The Quran describes the People of Lot as practising an amalgamation of multiple sins, particularly highway robbery, homosexuality and public displays of gross indecency (Quran 29:30). Ultimately, the Quran says, they were destroyed because they sought to throw the Prophet Lot out of his home for his speaking against their crimes: 

But the answer of his people was naught save that they said, ‘Drive out Lot’s family from your city. They are a people who would keep clean.’

Quran 27:57

They had forbidden him from preaching his message through their prohibition against his entertaining or hosting travellers (Quran 15:71), worried that his teaching, including his condemnation of them, was spreading far and wide. The limit of their opposition to Lot reached its limit when they deigned it acceptable to exile him and his family for the crime of propagating his Divinely-appointed mission. 

Why does the Quran encourage gay individuals to marry?
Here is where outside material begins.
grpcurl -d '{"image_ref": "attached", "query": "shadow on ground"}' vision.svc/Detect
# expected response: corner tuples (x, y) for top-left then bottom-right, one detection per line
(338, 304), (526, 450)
The Quran nowhere encourages or commands gay individuals to marry. It hints at the possibility that lesbians in particular have a propensity of changing their sexual orientation and that if they do so, towards men, then they should be permitted to marry. That lesbians have relatively high rates of switching to heterosexuality is well established. In fact, some have argued that the Quran in fact recognises the existence of non-heterosexual men and women. Indeed, the hadith literature contain evidence of effeminate Muslim men (“Mukhannathun”) at the time, in Medina. The Prophet of Islam did not force any of them to marry.


Editor’s Note: In the initial publication of this article, it was stated that as regards the USA ADD-Health study, the homosexual ‘identity’ was shown to shift from homosexual to heterosexual. This was technically incorrect, as the initial study referred to “romantic attraction” and not to “identity.” As such, the article has been amended for the purposes of scientific accuracy. In addition, reference to a study that discussed rates of success and failure for individuals seeking to transition their sexual orientation was removed, in recognition of the varied and nuanced evidence that exists in the literature, and the necessity for a fuller treatment of the subject, not suited to the current article.